Sure enough, the British weather hit Southsea and tried it’s hardest to dampen spirits. Yet, the Victorious Festival organisers did well to keep things going. Despite several stages having to close altogether due to safety reasons, along with those being affected by limited power, the show went on regardless.

Gomez

While having a festival on the seaside is a pretty special location, it is, however, open to the elements. As such even the main stages were suffering, Gomez ended up playing an acoustic stage under a makeshift gazebo and elsewhere stage times had gone out the window.

It was soon obvious many festival goers had decided to stay at home until the last minute. Gomez may have played to fewer people than expected, but the stripped down versions still came across really well on the big stage.

 Gomez

Gomez

Dub Pistols

As the water was being swept from the stage, the wind and rain was showing no sign of letting up. It was getting to the point where the plug may have been pulled on the Dub Pistols altogether before they even started.

However, you can rely on Dub Pistols to bring the party to Portsmouth, whatever the weather. The musicians in the band may have had to huddle in a corner at the back of the stage, but that didn’t stop Seanie Tee and Barry Ashworth embracing the elements.

In fact, the pair were lapping it up, Seannie Tee in his waterproofs and umbrella, while Ashworth was getting as wet as the rest of us.
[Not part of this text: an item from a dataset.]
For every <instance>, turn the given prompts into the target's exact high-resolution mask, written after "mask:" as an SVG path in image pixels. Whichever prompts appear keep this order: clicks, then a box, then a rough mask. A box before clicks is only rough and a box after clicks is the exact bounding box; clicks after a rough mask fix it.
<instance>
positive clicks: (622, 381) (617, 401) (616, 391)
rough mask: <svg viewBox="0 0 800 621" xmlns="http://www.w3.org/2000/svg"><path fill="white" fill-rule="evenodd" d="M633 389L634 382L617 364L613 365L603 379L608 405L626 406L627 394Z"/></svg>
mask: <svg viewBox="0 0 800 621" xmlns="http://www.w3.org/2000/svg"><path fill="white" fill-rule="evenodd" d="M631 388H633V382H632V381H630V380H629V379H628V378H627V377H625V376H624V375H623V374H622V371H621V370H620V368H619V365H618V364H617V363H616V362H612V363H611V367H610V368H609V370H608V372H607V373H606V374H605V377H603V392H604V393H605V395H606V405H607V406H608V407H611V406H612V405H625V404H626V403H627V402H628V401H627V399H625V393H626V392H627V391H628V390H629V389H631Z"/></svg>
The mud may have made it harder to dance, but one thing was certain, Dub Pistols yet again put on a show to remember.

 Dub Pistols

Dub Pistols

Tuba-Libres

It was soon time to give in and take shelter, which for some meant getting to see impromptu performances by the likes of Bang Bang Romeo play in nearby pubs. For others, it was to head to the Beats and Swing Tent. While local cover bands may have drawn in the crowds on smaller sages, Tuba Libres were putting their own take on familiar tunes. All with the help of a horn section and some rather unnecessary stage costumes.

Sleaford Mods

Next up it was back under the rain clouds and into the mud bath of the Common Stage. The setup for Sleaford Mods is simple, Andrew Fearn provides repetitive electronic beats while Jason Williamson delivers the vocals.
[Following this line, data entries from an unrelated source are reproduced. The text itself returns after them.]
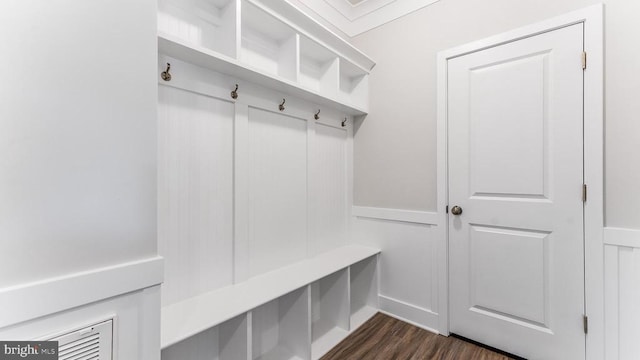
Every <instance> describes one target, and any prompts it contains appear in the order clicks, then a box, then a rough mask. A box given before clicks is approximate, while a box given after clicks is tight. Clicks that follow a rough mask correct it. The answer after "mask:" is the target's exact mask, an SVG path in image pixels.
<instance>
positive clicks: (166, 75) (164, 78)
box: [160, 63, 171, 81]
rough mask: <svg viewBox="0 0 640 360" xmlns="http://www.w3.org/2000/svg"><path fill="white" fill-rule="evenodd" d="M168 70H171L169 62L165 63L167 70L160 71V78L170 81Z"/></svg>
mask: <svg viewBox="0 0 640 360" xmlns="http://www.w3.org/2000/svg"><path fill="white" fill-rule="evenodd" d="M169 70H171V64H169V63H167V70H165V71H163V72H161V73H160V77H161V78H162V80H164V81H171V73H170V72H169Z"/></svg>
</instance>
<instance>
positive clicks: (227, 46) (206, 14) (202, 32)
mask: <svg viewBox="0 0 640 360" xmlns="http://www.w3.org/2000/svg"><path fill="white" fill-rule="evenodd" d="M237 1H240V0H160V1H159V3H158V31H159V33H161V34H162V33H164V34H169V35H172V36H175V37H178V38H180V39H182V40H184V41H186V42H188V43H191V44H194V45H198V46H202V47H204V48H207V49H210V50H213V51H216V52H219V53H221V54H224V55H226V56H229V57H232V58H235V57H236V56H237V45H236V44H237V42H236V39H237V30H236V27H237V23H238V19H237V18H238V16H237V15H238V10H237V9H238V6H237V5H238V4H237Z"/></svg>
Really, it was all about Williamson and his East Midlands accent. The beats were minimalistic and other than pressing play on a laptop, Fearn was more there as moral support. Visually, however, Williamson is an intriguing character. Part humble disco dancer, part working-class hero with a mouth like a sewer.

 Sleaford Mods

Sleaford Mods

Simo Lagnawi

The World Music Stage was one arena that had to be rained off. Luckily, however, the Peoples Lounge were on hand to provide a last minute alternative. Simo Lagnawi performed some traditional Moroccan music with his bandmates on percussion, the hypnotic sounds the perfect warm-up for what followed.

The Turbans

While everyone may have been excited about the headliners, it was the Turbans that were being promoted among the smaller stages. Despite the change in performance time and having moved to an even smaller setup, the band soon lived up to the hype.

Although a traditional mix of instruments, this was musical fusion at it’s finest. It also summed up the vibes of the World Village. The Turbans come from all over Europe and beyond, resulting in a combination of Turkish folk and gypsy music, along with other Eastern flavours.

 The Turbans

The Turbans

The Prodigy

Clearly the biggest act on the Sunday of Victorious Festival 2018, the Prodigy were ready to play their only UK festival date of the year. The weather had cleared up and smoke and lasers engulfed the stage.
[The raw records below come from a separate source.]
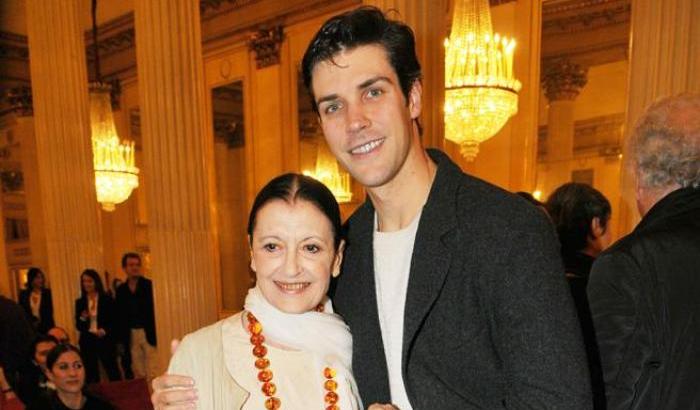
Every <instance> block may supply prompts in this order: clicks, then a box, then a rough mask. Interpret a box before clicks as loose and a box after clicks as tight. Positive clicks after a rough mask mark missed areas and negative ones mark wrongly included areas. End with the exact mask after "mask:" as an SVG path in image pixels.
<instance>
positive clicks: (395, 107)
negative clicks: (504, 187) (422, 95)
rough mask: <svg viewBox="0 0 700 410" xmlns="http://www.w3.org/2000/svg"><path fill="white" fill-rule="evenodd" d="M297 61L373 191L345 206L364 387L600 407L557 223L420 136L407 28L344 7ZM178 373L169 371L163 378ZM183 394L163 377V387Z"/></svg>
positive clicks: (432, 404)
mask: <svg viewBox="0 0 700 410" xmlns="http://www.w3.org/2000/svg"><path fill="white" fill-rule="evenodd" d="M436 46H437V45H436ZM302 72H303V75H304V81H305V84H306V85H307V88H308V90H309V92H310V94H311V96H312V99H313V100H312V101H313V105H314V108H315V109H316V110H317V112H318V115H319V120H320V123H321V125H322V128H323V132H324V134H325V137H326V141H327V142H328V145H329V147H330V149H331V151H332V152H333V153H334V155H335V156H336V158H337V159H338V161H340V163H341V164H342V165H343V166H344V167H345V169H347V170H348V171H349V172H350V173H351V174H352V176H353V177H354V178H355V179H356V180H357V181H359V182H360V183H361V184H362V185H364V186H365V188H366V189H367V193H368V196H369V198H368V201H367V202H366V203H365V204H364V205H363V206H362V207H360V208H359V209H358V210H357V211H356V212H355V214H354V215H353V216H352V217H351V218H350V220H349V222H348V237H347V241H348V247H347V248H346V249H347V250H346V254H345V255H346V256H345V259H344V261H345V262H344V266H343V271H342V273H341V275H340V278H339V281H338V283H337V287H336V292H335V295H334V303H335V305H336V306H337V309H338V311H339V312H340V313H341V315H343V317H344V318H345V320H346V321H347V323H348V324H349V325H350V329H351V331H352V334H353V350H354V351H353V372H354V373H355V378H356V380H357V383H358V387H359V390H360V395H361V396H362V400H363V402H364V403H375V402H377V403H393V404H395V405H396V406H398V408H400V409H401V410H408V409H411V408H415V409H424V408H431V407H432V408H440V409H487V408H488V409H493V408H508V409H525V408H528V409H535V408H548V409H554V408H556V409H576V410H580V409H587V408H590V407H591V397H590V396H591V393H590V386H589V381H588V373H587V367H586V361H585V355H584V350H583V345H582V342H581V335H580V330H579V325H578V322H577V319H576V315H575V312H574V307H573V303H572V301H571V296H570V294H569V290H568V288H567V285H566V282H565V279H564V272H563V270H562V266H561V260H560V259H559V255H558V244H557V242H556V239H555V237H554V232H553V230H552V228H551V225H550V224H549V222H548V220H547V218H546V216H545V215H544V214H543V213H542V212H540V211H538V210H537V209H535V208H534V207H531V206H529V205H527V204H526V203H525V201H522V200H520V199H518V198H516V197H515V196H513V195H510V194H508V193H507V192H505V191H502V190H500V189H498V188H496V187H494V186H491V185H489V184H487V183H485V182H483V181H480V180H477V179H475V178H472V177H469V176H467V175H465V174H463V173H462V172H461V170H460V169H459V168H458V167H457V166H456V165H455V164H454V163H453V162H451V161H450V160H449V158H447V156H445V154H443V153H441V152H439V151H436V150H430V151H426V150H425V149H423V147H422V146H421V142H420V125H419V123H418V117H419V115H420V113H421V103H422V98H421V97H422V88H421V83H420V77H421V71H420V65H419V63H418V61H417V58H416V54H415V40H414V38H413V34H412V32H411V30H410V28H408V26H406V25H404V24H402V23H399V22H396V21H391V20H387V19H386V18H385V17H384V15H383V14H382V13H381V11H379V10H378V9H376V8H360V9H357V10H354V11H351V12H349V13H346V14H343V15H340V16H336V17H334V18H332V19H330V20H329V21H328V22H326V23H325V24H324V25H323V27H322V28H321V29H320V30H319V32H318V33H317V34H316V37H315V38H314V40H313V41H312V42H311V44H310V46H309V48H308V49H307V52H306V54H305V56H304V59H303V63H302ZM178 383H182V379H178V378H174V377H173V378H171V379H169V380H166V379H165V378H163V380H160V381H159V383H157V385H156V386H155V387H156V390H158V389H159V388H164V387H165V388H167V387H168V386H170V385H175V384H178ZM187 397H191V393H182V392H180V393H179V394H178V392H175V393H173V394H169V395H167V397H166V396H165V395H159V393H158V392H157V393H156V394H155V395H154V400H153V401H154V403H155V404H157V405H158V404H167V403H171V404H172V403H174V402H177V401H179V400H184V401H186V400H187ZM162 408H167V407H162Z"/></svg>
Opening with “Breathe” it was clear the Prodigy setlist was going to feature a number of classic dance tunes. That said, there were still a couple of more recent songs thrown in. Pretty much every track had the crowd dancing, with the really big ones spread out nicely throughout the set.

As a live act, the Prodigy have come a long way since the 1992 debut “Experience”. So while that release focussed very much on Liam Howlett as the main man, the Prodigy have gone on to grow into a full band. Keith Flint and Maxim Reality own every inch of the stage, but the live touring members are hardly hidden away.

During the encore, the Prodigy went old school with “No Good (Start the Dance)” and then ended the night with “Take me to the Hospital”. The whole show was superb, making a day out in the rain at Victorious Festival 2018 worth every moment.

As for Victorious Festival 2019, let’s just hope more bands are given tents, or at the very least that sunny Southsea lives up to its name!